Greg Neale, editor of BBC History, and Helen Wallace, editor of BBC Music, are considering their positions, BBC Worldwide said. They face the choice of moving to Bristol from London, where their magazines are currently produced.
Ms Kidman Cox, however, faces no such difficulty, as her magazine is already published in Bristol, where it has long been associated with the BBC Natural History Unit. Her refusal to go to Origin after 21 years at the helm of BBC Wildlife is, therefore, the clearest possible vote of no confidence in the new publishing regime for her magazine.
A BBC Worldwide spokesman said yesterday: "Ros is resigning. What Ros wants to say about why she's leaving is up to Ros." But he agreed that the change of publishing regime "may have a bearing" on her decision.
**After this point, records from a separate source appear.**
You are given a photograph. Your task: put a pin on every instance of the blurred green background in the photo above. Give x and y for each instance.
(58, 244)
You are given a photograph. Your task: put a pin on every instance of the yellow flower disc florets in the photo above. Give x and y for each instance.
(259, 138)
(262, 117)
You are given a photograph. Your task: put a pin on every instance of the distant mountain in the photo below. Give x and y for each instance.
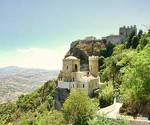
(15, 81)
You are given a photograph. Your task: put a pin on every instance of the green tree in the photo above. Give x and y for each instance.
(106, 95)
(78, 108)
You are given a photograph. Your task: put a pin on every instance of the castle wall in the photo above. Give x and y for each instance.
(115, 39)
(71, 65)
(93, 65)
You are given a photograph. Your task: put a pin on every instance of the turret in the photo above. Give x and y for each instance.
(93, 65)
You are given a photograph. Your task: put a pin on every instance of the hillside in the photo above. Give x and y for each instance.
(15, 81)
(87, 47)
(125, 72)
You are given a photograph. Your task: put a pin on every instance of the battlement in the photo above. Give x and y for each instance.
(93, 57)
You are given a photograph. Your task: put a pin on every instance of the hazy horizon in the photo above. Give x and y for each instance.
(38, 33)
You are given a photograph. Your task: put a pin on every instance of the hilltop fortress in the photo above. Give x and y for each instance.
(81, 63)
(123, 34)
(71, 77)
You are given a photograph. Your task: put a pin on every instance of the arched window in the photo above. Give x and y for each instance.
(76, 68)
(83, 85)
(67, 67)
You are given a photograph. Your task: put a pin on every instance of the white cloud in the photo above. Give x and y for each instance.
(38, 58)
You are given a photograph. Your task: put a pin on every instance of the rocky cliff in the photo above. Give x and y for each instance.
(87, 47)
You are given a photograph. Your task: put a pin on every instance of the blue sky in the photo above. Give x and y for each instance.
(49, 26)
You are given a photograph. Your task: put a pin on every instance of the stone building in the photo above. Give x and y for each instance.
(72, 78)
(123, 34)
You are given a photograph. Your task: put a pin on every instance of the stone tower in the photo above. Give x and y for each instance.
(93, 65)
(125, 31)
(71, 64)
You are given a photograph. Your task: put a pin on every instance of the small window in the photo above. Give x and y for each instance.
(67, 67)
(76, 68)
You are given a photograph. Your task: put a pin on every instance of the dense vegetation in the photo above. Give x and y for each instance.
(102, 120)
(79, 108)
(128, 69)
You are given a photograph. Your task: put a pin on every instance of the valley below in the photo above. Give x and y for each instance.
(15, 81)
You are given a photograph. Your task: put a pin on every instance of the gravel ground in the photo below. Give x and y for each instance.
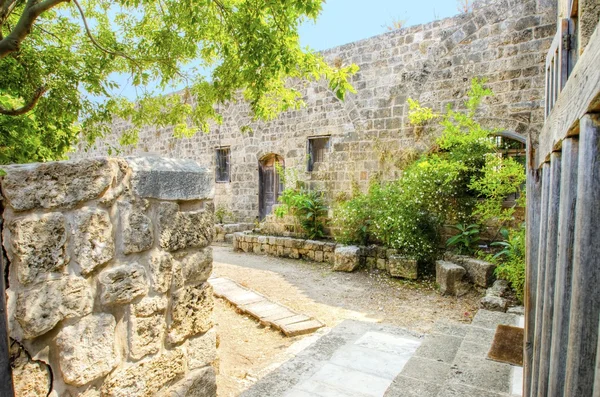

Ms Kidman Cox declined to comment yesterday.
Tony Juniper, the director of Friends of the Earth, said: "Ros has created probably the world's leading wildlife magazine, and for that great achievement to be put at risk through some short-sighted BBC business decision geared towards cost-cutting is tragic."
Jonathon Porritt, chairman of the Government's Sustainable Development Commission, said he was "very dismayed" by her resignation. "It will have a big impact on the quality of BBC Wildlife, not just the content, but in the way it's printed," he said.
Richard Mabey, a naturalist and author of the best-selling Flora Britannica, has worked for Ms Kidman Cox since the first issue in 1983. He said yesterday: "I think it's totally tragic. The BBC have done this as a money-saving exercise and it is a misguided decision."
Chris Packham, a wildlife film maker and television presenter, said: "Without Ros it will be impossible to ensure the magazine's qualities are maintained. This is a further decline in standards at the BBC."